The Clean Energy Transformation Act, passed in 2019, and the Climate Commitment Act (CCA) of 2021 form the architecture for the radical decommissioning of all petroleum in our state’s energy portfolio. These laws are embedded into the machinery of our energy-based economy. High inflation and systemic growth in government spending are directly related to the imagination of catastrophic global collapse should we do nothing.

A well-oiled consortium of thought leaders and corporate interests created a climate policy that extracts revenue from our energy economy and redistributes it. The policy determines an arbitrary price on carbon by applying a penalty to petroleum producers, refiners, distributors, users, and anybody who produces anything in our free-enterprise system.

Our state issued a limited number of “allowances” to “emitters” and created a market managed by the Department of Ecology. Allowances must be purchased at a price set at an auction — the people producing energy and goods for our economy are made to pay a penance. These policies spread the cost across every aspect of our economic life, making everything more expensive. On a party-line vote, CETA and CCA socialized our energy economy.

Revenues in the billions are used to purchase products from China, which dominates the supply chain for “clean energy,” and is justified by arguments about equity and environmental justice even though the metals for EV batteries are mined and refined in places without strong, enforceable environmental or labor protection laws. Rapid construction of industrial wind and solar facilities, a land-consuming choice with obvious environmental and social costs, will cover hundreds of thousands of acres east of the Cascades. This is all driven by state decarbonization policies like CETA and the CCA.

For our state, massive land-use changes, and the cost of fuel for homes, industries, agricultural production, and transportation are causing unintended distress. The state’s largest utility testified that 48% of its residential customers now qualify for a 60% energy assistance discount on their power bill. The resulting cost is shifted to fewer full-paying customers, and the commercial and industrial customers bear the burden. More than $150 million has been extracted from farm families as they also paid the carbon surcharge to produce food.

Policies designed to punish producers and redistribute their legitimately earned income diminish their capacity to invest and innovate solutions to carbon dioxide emissions, empowering a stronger government machine.
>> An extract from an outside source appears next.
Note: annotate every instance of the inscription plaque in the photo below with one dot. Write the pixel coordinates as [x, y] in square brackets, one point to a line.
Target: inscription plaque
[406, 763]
The Climate Commitment Act (Senate Bill 5126) and penalties under CETA (Senate Bill 5116) add a hidden carbon expense to producers and escalate higher costs of living for every Washingtonian. While extracting a cost to disincentivize the use of energy, these policies unilaterally shifted the environmental impacts of the transformation to agricultural regions in our state.

There is a different way to address the environmental concerns in our state. I have introduced policies to build healthy forests, prosperous timber communities and improve water quality in the densely populated areas of the state and address the health of our salmon and other marine life in the Puget Sound. Protecting our resources has immediate benefits for the health and well-being of our communities and long-term benefit by using nature to cool and protect both our airshed and our watersheds.

Energy transformation envisioned by these two major acts passed by the single-party majority in Olympia may assuage the environmental guilt of urban “educated” elites, but it does so at the expense of our nation’s soul as our agricultural lands and wild lands are consumed for industrial energy sites and we surrender our energy wealth to government. Our families, unfortunately, pay the price.

— Rep. Mary Dye, R-Pomeroy, represents the 9th Legislative District, including Lincoln and portions of Franklin, Adams and Spokane Counties.